Вот кажется, что противнее замазанных масляной краской окон в старых рамах, какие бытовали в советских социальных учреждениях — детских садах, поликлиниках, военкоматах, больницах и моргах? Вид их непосредственно, как иглоукалывание, вызывал в спине пронзительное ощущение утреннего медосмотра. Но Бродский обнаружил, что когда вы смотрите изнутри на свет сквозь эту масляную краску с разводами и загустениями, то это вещи не лишенные благородства. Что в их попытках ухватить исчезающую мимолетность света есть что-то изысканно японское, что-то от Хокусая. Или от Тёрнера в тех его вещах, где он балансирует на грани абстракции, пытаясь поймать живопись бога в рефракциях облаков. Так родился «Павильон для водочных церемоний» («Арт-Клязьма», 2004), античный храмик, сколоченный из этих советских окон разных пропорций и абрисов.

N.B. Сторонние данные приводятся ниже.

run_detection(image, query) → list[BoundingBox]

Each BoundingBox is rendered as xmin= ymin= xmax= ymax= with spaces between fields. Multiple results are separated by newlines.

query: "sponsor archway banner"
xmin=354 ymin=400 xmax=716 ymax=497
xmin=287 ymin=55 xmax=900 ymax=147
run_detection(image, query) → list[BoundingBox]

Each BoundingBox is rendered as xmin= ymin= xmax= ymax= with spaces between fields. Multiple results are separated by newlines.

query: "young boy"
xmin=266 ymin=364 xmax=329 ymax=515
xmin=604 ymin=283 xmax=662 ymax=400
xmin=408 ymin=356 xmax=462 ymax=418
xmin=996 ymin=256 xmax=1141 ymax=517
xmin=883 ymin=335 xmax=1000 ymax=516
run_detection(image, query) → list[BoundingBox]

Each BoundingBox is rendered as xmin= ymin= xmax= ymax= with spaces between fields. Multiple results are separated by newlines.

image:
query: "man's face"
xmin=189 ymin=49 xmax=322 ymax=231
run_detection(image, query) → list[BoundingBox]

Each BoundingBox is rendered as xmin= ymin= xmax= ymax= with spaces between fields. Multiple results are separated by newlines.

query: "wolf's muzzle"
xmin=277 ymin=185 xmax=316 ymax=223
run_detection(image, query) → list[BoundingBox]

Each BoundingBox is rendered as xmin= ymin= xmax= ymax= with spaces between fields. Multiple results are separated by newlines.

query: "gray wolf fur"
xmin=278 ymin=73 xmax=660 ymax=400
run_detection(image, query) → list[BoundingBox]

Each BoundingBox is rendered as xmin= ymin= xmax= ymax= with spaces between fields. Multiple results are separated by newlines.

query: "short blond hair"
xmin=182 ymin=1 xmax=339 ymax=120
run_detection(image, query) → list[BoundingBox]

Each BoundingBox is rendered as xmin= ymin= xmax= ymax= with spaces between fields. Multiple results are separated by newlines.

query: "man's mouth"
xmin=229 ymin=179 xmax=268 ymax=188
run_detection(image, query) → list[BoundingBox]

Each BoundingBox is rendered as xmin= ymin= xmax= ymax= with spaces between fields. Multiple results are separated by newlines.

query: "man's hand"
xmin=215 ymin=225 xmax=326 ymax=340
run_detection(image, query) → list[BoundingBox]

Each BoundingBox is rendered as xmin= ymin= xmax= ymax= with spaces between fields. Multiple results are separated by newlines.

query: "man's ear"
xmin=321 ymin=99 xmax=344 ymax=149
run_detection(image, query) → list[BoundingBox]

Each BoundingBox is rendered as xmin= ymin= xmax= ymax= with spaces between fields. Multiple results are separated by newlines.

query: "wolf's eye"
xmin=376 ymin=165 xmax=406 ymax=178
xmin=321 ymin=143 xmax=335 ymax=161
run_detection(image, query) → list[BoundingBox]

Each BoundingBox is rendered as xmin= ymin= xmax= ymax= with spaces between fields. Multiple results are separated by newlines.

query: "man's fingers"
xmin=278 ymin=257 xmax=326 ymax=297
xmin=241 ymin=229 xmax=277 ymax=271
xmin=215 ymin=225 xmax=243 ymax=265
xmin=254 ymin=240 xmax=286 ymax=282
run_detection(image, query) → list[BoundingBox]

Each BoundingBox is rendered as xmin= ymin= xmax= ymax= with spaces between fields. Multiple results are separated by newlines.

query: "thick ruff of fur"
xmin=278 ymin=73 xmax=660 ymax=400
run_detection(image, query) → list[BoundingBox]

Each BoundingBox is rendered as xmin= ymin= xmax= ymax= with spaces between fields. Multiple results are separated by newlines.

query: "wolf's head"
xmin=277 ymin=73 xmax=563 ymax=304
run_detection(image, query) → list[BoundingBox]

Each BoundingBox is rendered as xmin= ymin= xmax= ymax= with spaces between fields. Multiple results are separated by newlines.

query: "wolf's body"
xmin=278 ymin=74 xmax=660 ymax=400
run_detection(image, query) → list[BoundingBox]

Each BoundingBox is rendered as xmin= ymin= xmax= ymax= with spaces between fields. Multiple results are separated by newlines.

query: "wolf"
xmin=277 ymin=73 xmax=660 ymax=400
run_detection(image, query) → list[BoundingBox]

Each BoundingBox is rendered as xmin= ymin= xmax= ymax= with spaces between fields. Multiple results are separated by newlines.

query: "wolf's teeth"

А еще белой краской, приобретавшей со временем оттенок веера из слоновой кости, замазывали двери. И такие двери, со стеклом в верней части, стояли не только в детских садах и процедурных, но на каждой советской кухне общей квартиры, отделяя ее от коридора с сортиром. Из этих дверей в Перми Бродский построил круглый храм-ротонду, и она оказалась парафразом ротонды с урбинской ведуты Пьеро делла Франчески. Ее потом сожгли местные вандалы, и Бродский сделал нечто на ту же тему на фестивале ленд-арта в заповеднике Никола-Ленивце — единственное повторение в его жизни, и то не буквальное.

***

Из этого же акта вандализма, насколько я знаю, родилась когда-то идея парка в Веретьево. Вообще то, что Бродский принципиально не повторяется, иногда невозможно жалко. Он мог бы наполнить этот парк еще десятком своих павильонов, и это доставило бы нам много радости. Но не судьба. Павильоны этого парка — это руины Бродского. Телесная их фактура — старые доски, черный металл каркасов — это язык руин. Нужно это почувствовать, опознать в восьми столбах на болоте, поддерживающих не купол, а неряшливое гнездо какой-то огромной болотной птицы,— Пантеон. Это важно, это ключ к парку.

Я бы сказал, что Бродский сделал с современным экологическим парком то, что когда-то Гораций Уолпол, которого числят философом английского живописного парка, сделал с регулярным французским парком Людовика XIV. Он его руинировал, он внес хаос живописности в математический порядок аллей Версаля. Бродский перепридумал едва ли не главную тему русского пейзажного парка и превратил хайтековские павильоны в руины. Это не экологический рай, это утраченный экологический рай.

Это парк, который рассказывает нам, что у нас есть фантастическая, невероятная ценность, святыня, можно сказать, духовная скрепа. Это наше болото. Но попытка сохранить благоговейную дистанцию от него приводит к тому, что мы лишь глубже в него проваливаемся. Никакая техника не помогает, все рушится, зарастает мхом, илом, тлеет и тонет. Очень современный русский парк.